API

Creating plans

NonuniformFFTs.PlanNUFFTType
PlanNUFFT([T = ComplexF64], dims::Dims; ntransforms = Val(1), backend = CPU(), kwargs...)

Construct a plan for performing non-uniform FFTs (NUFFTs).

The created plan contains all data needed to perform NUFFTs for non-uniform data of type T (ComplexF64 by default) and uniform data with dimensions dims.

Optional keyword arguments

  • ntransforms = Val(1): the number of simultaneous transforms to perform. This is useful if one wants to transform multiple scalar quantities at the same non-uniform points.

  • backend::KernelAbstractions.Backend = CPU(): corresponds to the device type where everything will be executed. This could be e.g. CUDABackend() if CUDA.jl is loaded.

NUFFT parameters

The following parameters control transform accuracy. The default values give a relative accuracy of the order of $10^{-7}$ for Float64 or ComplexF64 data.

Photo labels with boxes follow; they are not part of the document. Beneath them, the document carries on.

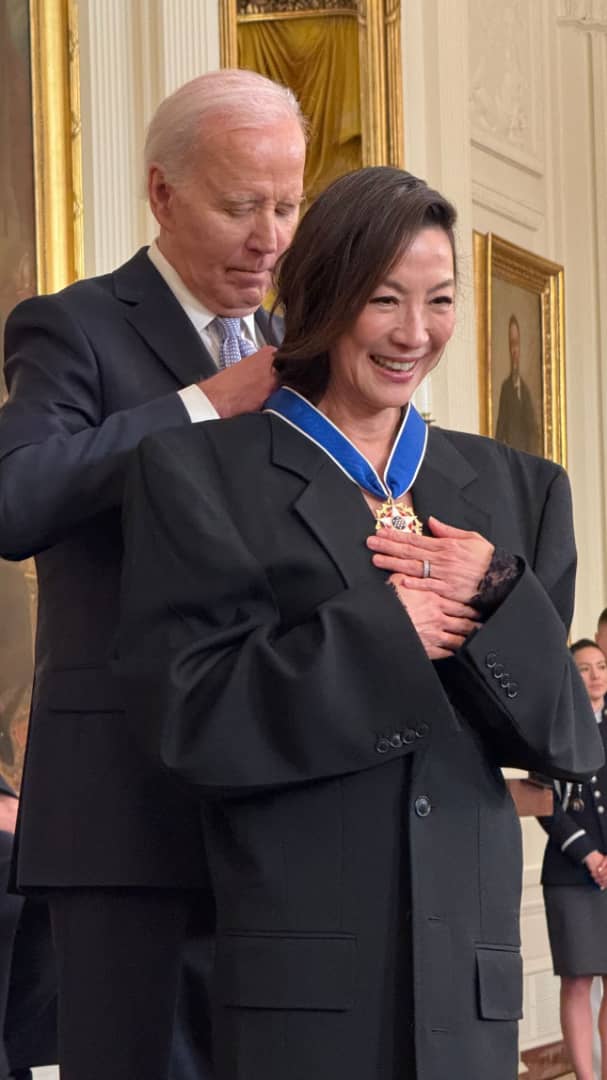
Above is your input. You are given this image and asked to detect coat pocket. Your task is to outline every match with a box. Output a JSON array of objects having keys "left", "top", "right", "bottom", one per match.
[
  {"left": 476, "top": 945, "right": 523, "bottom": 1020},
  {"left": 215, "top": 933, "right": 356, "bottom": 1012}
]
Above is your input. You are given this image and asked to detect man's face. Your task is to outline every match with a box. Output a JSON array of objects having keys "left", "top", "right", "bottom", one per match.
[
  {"left": 508, "top": 323, "right": 521, "bottom": 375},
  {"left": 150, "top": 117, "right": 306, "bottom": 315}
]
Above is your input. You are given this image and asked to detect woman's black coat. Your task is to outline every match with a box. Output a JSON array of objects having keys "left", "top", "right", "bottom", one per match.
[
  {"left": 115, "top": 415, "right": 602, "bottom": 1080},
  {"left": 539, "top": 705, "right": 607, "bottom": 889}
]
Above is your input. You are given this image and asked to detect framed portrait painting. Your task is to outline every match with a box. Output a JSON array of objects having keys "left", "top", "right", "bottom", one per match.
[
  {"left": 0, "top": 0, "right": 82, "bottom": 789},
  {"left": 474, "top": 232, "right": 567, "bottom": 464}
]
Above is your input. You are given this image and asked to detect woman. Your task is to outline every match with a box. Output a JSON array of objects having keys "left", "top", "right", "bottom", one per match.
[
  {"left": 115, "top": 167, "right": 599, "bottom": 1080},
  {"left": 541, "top": 637, "right": 607, "bottom": 1080}
]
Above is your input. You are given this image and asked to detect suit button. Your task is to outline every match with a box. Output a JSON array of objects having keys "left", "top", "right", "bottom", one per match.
[{"left": 414, "top": 795, "right": 432, "bottom": 818}]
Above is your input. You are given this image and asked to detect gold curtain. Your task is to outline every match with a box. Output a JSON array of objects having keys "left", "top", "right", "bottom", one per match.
[{"left": 238, "top": 15, "right": 363, "bottom": 201}]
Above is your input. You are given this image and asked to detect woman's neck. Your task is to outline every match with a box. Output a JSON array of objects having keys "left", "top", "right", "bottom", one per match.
[{"left": 316, "top": 392, "right": 402, "bottom": 474}]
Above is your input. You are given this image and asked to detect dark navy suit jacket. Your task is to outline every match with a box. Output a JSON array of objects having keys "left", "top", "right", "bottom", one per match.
[{"left": 0, "top": 249, "right": 273, "bottom": 887}]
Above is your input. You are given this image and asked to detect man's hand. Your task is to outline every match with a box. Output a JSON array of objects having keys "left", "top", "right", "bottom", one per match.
[
  {"left": 367, "top": 517, "right": 495, "bottom": 604},
  {"left": 388, "top": 573, "right": 480, "bottom": 660},
  {"left": 584, "top": 851, "right": 607, "bottom": 889},
  {"left": 0, "top": 794, "right": 19, "bottom": 834},
  {"left": 198, "top": 345, "right": 276, "bottom": 418}
]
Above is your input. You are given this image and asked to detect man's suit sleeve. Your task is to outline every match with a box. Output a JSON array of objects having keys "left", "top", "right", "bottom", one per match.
[
  {"left": 440, "top": 469, "right": 604, "bottom": 780},
  {"left": 118, "top": 426, "right": 453, "bottom": 795},
  {"left": 0, "top": 296, "right": 189, "bottom": 558}
]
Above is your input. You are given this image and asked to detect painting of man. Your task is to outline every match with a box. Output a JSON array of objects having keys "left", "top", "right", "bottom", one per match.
[{"left": 496, "top": 314, "right": 540, "bottom": 454}]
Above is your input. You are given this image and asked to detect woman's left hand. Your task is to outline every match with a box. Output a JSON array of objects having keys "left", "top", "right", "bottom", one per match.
[{"left": 367, "top": 517, "right": 495, "bottom": 604}]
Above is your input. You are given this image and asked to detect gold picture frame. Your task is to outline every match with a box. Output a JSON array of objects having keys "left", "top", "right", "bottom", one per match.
[
  {"left": 474, "top": 232, "right": 567, "bottom": 465},
  {"left": 219, "top": 0, "right": 404, "bottom": 185}
]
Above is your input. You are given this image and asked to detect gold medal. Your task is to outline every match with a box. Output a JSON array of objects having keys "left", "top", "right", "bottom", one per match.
[{"left": 375, "top": 498, "right": 422, "bottom": 536}]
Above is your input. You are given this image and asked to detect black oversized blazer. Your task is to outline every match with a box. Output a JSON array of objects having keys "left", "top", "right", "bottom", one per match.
[
  {"left": 0, "top": 248, "right": 275, "bottom": 888},
  {"left": 115, "top": 415, "right": 602, "bottom": 1080}
]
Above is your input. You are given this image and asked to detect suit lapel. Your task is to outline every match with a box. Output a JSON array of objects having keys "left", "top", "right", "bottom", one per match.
[
  {"left": 112, "top": 247, "right": 217, "bottom": 387},
  {"left": 270, "top": 416, "right": 383, "bottom": 586},
  {"left": 413, "top": 428, "right": 493, "bottom": 538}
]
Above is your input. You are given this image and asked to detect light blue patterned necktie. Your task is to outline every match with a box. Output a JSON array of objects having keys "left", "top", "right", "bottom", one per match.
[{"left": 213, "top": 315, "right": 256, "bottom": 367}]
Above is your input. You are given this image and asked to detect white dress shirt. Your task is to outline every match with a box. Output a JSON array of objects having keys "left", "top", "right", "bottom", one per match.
[{"left": 148, "top": 240, "right": 266, "bottom": 423}]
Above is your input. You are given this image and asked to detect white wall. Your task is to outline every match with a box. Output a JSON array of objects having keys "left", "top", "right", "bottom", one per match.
[{"left": 79, "top": 0, "right": 607, "bottom": 1045}]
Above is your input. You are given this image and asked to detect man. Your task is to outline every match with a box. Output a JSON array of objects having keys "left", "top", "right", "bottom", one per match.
[
  {"left": 0, "top": 71, "right": 305, "bottom": 1080},
  {"left": 0, "top": 774, "right": 57, "bottom": 1080},
  {"left": 496, "top": 314, "right": 541, "bottom": 454}
]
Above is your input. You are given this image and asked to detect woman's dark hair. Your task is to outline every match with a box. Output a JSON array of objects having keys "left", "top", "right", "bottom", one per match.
[
  {"left": 569, "top": 637, "right": 603, "bottom": 657},
  {"left": 274, "top": 166, "right": 456, "bottom": 401}
]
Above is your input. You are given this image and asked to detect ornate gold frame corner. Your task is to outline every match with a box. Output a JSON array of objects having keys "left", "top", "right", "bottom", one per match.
[
  {"left": 29, "top": 0, "right": 84, "bottom": 293},
  {"left": 219, "top": 0, "right": 405, "bottom": 168},
  {"left": 473, "top": 231, "right": 567, "bottom": 465}
]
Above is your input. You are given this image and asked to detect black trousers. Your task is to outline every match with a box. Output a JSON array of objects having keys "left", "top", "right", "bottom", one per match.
[{"left": 46, "top": 888, "right": 213, "bottom": 1080}]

  • m = HalfSupport(4): the half-support of the convolution kernels. Large values increase accuracy at the cost of performance.

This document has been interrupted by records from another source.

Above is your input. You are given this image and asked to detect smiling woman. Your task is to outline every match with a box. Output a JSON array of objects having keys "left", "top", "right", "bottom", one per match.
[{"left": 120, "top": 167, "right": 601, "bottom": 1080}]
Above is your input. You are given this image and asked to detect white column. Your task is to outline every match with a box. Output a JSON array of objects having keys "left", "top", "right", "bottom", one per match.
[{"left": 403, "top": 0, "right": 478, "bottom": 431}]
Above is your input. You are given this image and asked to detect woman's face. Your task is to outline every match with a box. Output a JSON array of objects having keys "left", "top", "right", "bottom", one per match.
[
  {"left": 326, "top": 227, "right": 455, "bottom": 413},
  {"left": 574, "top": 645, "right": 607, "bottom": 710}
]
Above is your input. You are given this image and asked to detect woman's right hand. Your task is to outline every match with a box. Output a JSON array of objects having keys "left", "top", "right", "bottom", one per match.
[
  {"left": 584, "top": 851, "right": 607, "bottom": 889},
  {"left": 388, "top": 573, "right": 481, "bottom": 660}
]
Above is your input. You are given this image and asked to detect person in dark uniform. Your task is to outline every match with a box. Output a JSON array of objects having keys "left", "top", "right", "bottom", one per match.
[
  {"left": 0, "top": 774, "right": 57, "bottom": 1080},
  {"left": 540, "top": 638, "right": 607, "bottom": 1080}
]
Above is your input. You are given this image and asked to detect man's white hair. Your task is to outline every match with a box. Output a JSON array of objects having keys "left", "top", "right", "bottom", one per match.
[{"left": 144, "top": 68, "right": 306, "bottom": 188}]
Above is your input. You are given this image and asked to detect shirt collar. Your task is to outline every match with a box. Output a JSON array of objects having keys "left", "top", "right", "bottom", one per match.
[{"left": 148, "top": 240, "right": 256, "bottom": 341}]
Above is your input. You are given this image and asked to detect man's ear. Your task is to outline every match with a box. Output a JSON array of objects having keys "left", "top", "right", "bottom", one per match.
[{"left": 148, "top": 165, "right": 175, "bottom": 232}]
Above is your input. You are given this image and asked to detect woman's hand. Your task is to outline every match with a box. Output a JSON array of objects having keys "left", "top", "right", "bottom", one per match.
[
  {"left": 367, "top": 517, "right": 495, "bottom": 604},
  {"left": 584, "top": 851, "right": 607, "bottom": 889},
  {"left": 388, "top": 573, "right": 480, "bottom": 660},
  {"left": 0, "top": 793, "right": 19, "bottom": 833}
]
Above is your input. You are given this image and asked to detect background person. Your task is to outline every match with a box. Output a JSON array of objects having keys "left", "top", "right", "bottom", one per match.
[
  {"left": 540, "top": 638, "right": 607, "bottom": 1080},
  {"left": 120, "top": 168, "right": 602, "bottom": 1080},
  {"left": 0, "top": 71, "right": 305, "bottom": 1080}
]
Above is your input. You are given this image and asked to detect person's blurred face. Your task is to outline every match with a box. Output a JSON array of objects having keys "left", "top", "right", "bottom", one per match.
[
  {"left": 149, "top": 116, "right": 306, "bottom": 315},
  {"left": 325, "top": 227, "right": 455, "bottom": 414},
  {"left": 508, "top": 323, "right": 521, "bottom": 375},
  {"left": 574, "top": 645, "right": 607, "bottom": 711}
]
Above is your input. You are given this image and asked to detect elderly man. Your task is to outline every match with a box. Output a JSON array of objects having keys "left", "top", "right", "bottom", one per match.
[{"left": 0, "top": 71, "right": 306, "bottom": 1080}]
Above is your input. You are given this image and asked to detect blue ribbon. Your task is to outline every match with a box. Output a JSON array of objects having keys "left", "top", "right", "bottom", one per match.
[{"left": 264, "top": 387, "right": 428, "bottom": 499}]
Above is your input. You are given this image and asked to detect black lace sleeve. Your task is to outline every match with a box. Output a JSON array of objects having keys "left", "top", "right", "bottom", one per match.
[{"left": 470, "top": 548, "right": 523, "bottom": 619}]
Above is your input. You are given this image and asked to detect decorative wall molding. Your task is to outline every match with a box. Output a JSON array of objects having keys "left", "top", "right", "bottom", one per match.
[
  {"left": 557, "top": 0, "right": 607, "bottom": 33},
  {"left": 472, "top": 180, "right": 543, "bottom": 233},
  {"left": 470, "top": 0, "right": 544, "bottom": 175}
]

  • σ = 2.0: NUFFT oversampling factor. Typical values are 2.0 (more accurate) and 1.25 (faster), but other values such as 1.5 should also work.

  • kernel::AbstractKernel = BackwardsKaiserBesselKernel(): convolution kernel used for NUFFTs.

Main performance parameters

  • kernel_evalmode: method used for kernel evaluation. The default is FastApproximation on CPU, which will attempt to use a fast approximation method which greatly speeds up kernel evaluation. On GPUs the default is Direct, as the fast approximation method is not necessarily faster.

  • block_size: the block size (in number of elements) when using block partitioning or when sorting is enabled. This enables spatial sorting of points, even when sort_points = False() (which actually permutes point data for possibly faster memory accesses). The block size can be tuned for maximal performance. It can either be passed as an Int (linear block size) or as a tuple (B₁, …, Bₙ) to specify the block size in each Cartesian direction. The current default is 4096 on the CPU and around 1024 on the GPU (but depends on the number of dimensions). These may change in the future or even depend on the actual computing device. On the CPU, using block partitioning is required for running with multiple threads. On the GPU, this option is ignored if gpu_method = :shared_memory. Blocking / spatial sorting can be completely disabled by passing block_size = nothing (but this is generally slower).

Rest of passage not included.